Further detection schemes will next be described with respect to fig.s
7a and 7b. Figure 7a shows an electron beam column wherein the electrons pass substantially
along a straight optical axis from the emitter to the specimen. Above the objective
lens, a Wien filter element 73 is provided. The Wien filter element has, when excited,
magnetic and electric fields such that primary electrons with a predetermined energy
pass through the filter element 73 in an undisturbed manner. However, charged particles
having a direction different from the primary electrons are deflected by the combination
of the electric and magnetic field. As a result, secondary particles that are released
from the specimen and that have passed from the specimen through the objective lens
are deflected to detector 61a.
Another embodiment regarding a detection scheme is shown in fig. 7b.
Therein, two deflectors 74a and 74b are utilized. Without being limited thereto,
the deflectors of this example are indicated as magnetic deflectors. Emitter 12
emits electron beam 11, which is extracted by extractor 13 and further shaped by
anode 14. The independent electron beam bundles formed by aperture arrangement 26
are deflected in a first deflector 74a after passing through condenser lens 15.
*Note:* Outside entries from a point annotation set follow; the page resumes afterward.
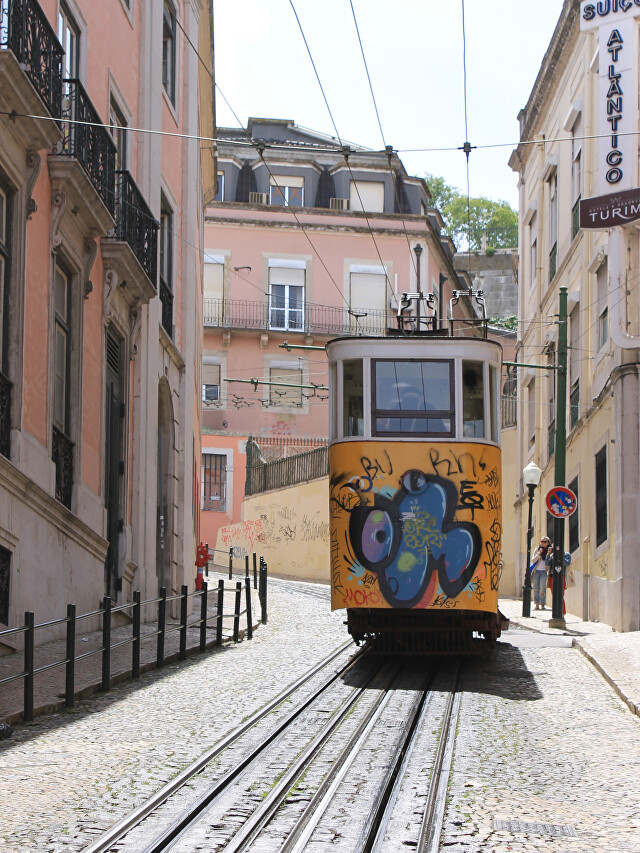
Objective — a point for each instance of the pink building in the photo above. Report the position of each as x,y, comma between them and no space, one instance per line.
100,283
303,244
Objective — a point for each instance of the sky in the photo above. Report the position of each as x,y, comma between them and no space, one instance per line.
414,51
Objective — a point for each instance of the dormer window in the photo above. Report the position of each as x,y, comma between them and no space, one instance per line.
286,190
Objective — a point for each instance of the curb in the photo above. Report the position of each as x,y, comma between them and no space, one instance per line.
635,709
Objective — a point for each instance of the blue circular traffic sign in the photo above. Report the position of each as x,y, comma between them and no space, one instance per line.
562,502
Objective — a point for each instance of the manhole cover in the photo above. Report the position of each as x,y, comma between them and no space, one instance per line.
554,829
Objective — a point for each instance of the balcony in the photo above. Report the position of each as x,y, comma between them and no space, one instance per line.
5,415
62,456
86,144
31,65
132,247
313,319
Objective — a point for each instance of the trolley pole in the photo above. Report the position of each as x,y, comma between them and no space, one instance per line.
557,617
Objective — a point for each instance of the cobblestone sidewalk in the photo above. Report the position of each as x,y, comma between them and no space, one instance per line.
616,656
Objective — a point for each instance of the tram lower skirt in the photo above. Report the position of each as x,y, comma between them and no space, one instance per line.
425,632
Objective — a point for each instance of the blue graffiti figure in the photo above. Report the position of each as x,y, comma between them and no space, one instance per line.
405,538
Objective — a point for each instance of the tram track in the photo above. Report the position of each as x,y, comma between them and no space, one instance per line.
110,840
285,794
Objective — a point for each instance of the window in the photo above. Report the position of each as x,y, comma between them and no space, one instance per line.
352,397
533,237
118,131
220,191
286,190
574,366
473,399
368,299
69,37
210,383
553,225
531,413
166,265
290,392
576,176
286,298
214,482
4,279
5,578
368,196
602,279
413,397
62,350
602,531
169,50
574,520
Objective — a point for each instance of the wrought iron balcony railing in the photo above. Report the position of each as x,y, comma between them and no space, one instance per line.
166,298
86,139
25,30
5,415
136,225
62,455
311,319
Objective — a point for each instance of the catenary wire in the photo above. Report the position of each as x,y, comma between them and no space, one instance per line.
344,149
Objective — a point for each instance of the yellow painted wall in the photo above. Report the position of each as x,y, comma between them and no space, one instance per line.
288,527
509,520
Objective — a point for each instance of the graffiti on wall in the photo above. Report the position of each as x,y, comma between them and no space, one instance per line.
415,525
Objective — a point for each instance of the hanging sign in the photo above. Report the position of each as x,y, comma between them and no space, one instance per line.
617,90
561,502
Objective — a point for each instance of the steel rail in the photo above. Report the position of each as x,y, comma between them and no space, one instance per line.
106,841
278,794
433,817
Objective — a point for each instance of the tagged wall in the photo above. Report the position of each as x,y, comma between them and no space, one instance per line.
288,527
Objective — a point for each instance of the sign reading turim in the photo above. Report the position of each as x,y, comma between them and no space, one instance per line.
609,211
617,90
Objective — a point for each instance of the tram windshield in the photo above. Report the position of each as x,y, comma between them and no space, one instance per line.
413,397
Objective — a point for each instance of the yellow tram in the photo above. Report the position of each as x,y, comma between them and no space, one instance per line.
415,490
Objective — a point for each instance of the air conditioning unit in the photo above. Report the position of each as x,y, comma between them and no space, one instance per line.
339,204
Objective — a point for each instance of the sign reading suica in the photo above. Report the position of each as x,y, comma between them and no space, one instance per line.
617,90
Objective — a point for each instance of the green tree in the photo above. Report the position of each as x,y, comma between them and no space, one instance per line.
475,223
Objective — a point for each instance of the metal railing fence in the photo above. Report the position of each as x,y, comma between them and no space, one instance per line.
264,476
134,608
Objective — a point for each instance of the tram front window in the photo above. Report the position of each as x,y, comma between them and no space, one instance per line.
353,399
413,397
473,399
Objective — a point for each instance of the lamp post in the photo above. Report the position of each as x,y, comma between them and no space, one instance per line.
531,478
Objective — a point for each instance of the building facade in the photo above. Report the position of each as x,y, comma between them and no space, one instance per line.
101,222
307,241
572,113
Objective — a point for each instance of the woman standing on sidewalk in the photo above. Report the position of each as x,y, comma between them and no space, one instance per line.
539,572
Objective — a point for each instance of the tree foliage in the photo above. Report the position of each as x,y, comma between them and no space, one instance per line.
474,224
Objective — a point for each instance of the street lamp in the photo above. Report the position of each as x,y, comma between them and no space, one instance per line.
531,478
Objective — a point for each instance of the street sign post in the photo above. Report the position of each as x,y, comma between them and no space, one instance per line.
561,502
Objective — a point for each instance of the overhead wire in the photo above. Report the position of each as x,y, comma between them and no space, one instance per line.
345,151
384,142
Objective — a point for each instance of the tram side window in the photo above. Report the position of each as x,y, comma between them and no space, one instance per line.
473,399
353,397
413,397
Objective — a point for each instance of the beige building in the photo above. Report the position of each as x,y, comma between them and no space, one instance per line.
102,190
570,150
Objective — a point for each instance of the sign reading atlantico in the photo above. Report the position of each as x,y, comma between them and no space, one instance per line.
617,90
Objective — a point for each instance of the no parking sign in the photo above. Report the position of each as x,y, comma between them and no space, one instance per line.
561,502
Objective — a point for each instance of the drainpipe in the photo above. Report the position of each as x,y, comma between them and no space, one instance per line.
618,291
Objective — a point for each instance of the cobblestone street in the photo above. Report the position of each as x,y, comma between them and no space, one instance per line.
543,738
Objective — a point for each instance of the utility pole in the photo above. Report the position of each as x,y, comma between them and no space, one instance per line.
557,617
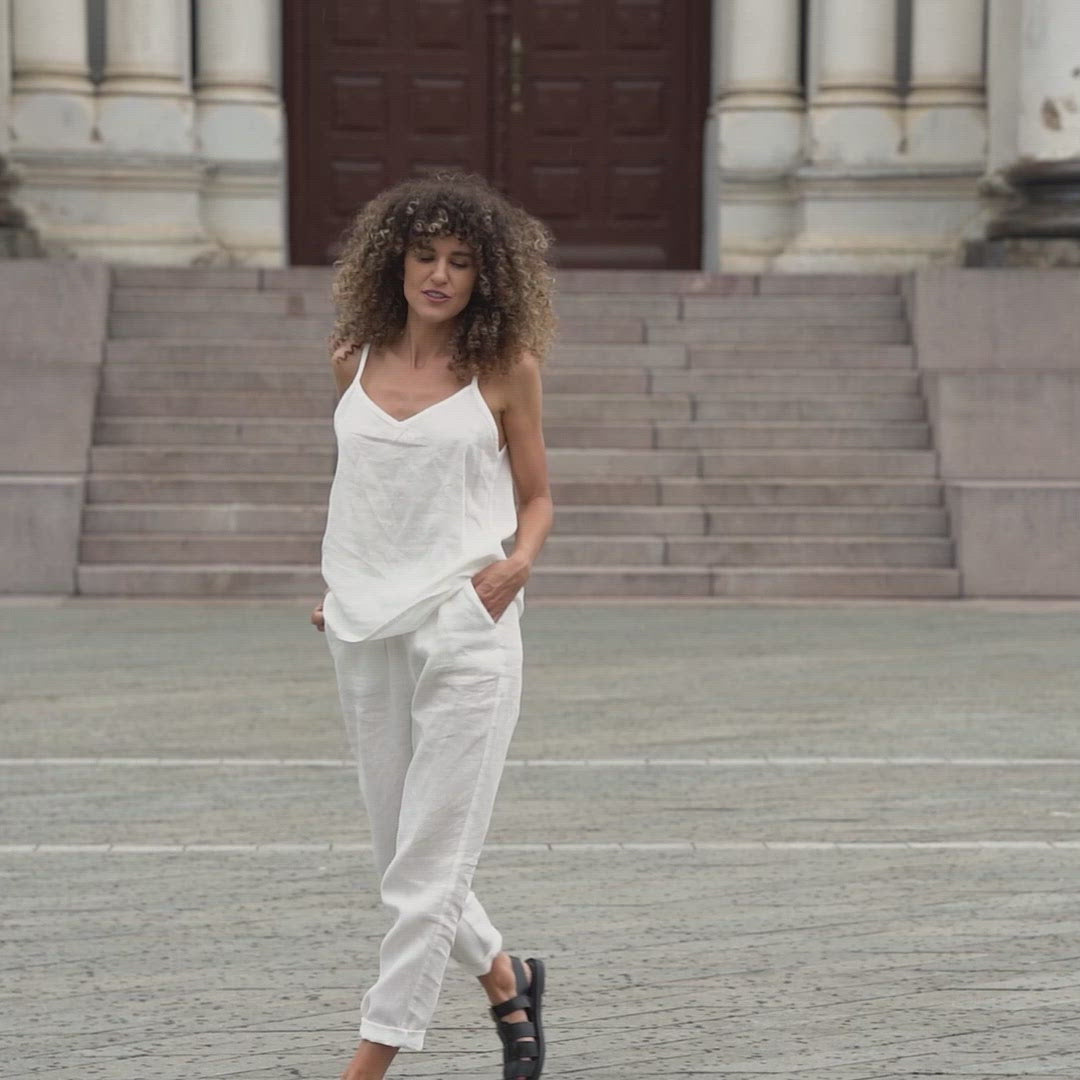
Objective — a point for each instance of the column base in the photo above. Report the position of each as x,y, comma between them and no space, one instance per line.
116,207
1047,202
17,241
1017,252
881,219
Thereby, the independent electron beams travel nonparallel to the first optical
axis 1a and the second optical axis 1b. Second deflector 74b deflects the independent
electron beams to travel substantially parallel to the second optical axis 1b. Thereafter,
the independent electron beams are focused into a common electron probe by objective
lens 18. Additionally, depending on the desired impingement location on the specimen,
scanning deflector 57 can be used for scanning the independent electron beams over
the specimen. The secondary and/or backscattered charged particles that have passed
through the objective lens and travel upwardly in the electron beam column are deflected
by second deflector 74b. Since the deflection of the magnetic deflector depends
on the direction of the secondary and/or backscattered charged particles, these
particles are deflected towards detector 61b.
As described with respect to the exemplary embodiments above, providing
several independent electron beams having no beam-interaction can increase the beam
current density on the specimen. Thereby, the interaction limitation of the resolution
can be overcome. As described with respect to fig.s 1a to 1c, other measures can
also be used for reducing the interaction limitation. For all of the above-described
embodiments, aspects and/or details, the features described with respect to fig.
1c can be added individually or in any combination of these features. That is, one,
two, three, four, or five measures can be arbitrarily chosen from the following
group: the charged particles can be accelerated to higher energies, several columns
can be arrayed, the column length can be reduced, each charged particle beam bundle
can be interaction optimized, and charged particles, which are blocked for beam
shaping reasons or the like within the charged particle column, are blocked as close
to the emitter as possible, whereby a possible interaction between charged particles
is reduced to a shorter path.
A further aspect will now be described with reference to fig. 2. In
view of the independent electron beams having distance D and, therefore, traveling
off-axis, the defective aperture angle αobj is relatively large
as compared to systems with an on-axis electron beam. Thereby, the depth of focus
is reduced. This effect may be used for the construction of 3-dimensional images.
According to this aspect, the specimen area to be inspected is measured several
times. Objective lens 18 is excited to have different focal length within the several
measurements. Each of the different focal lengths refers to one focus layer. Thereby,
a set of focus series measurements is obtained. These focus series measurements
can be superposed. Thereby, a 3-dimensional image is obtained.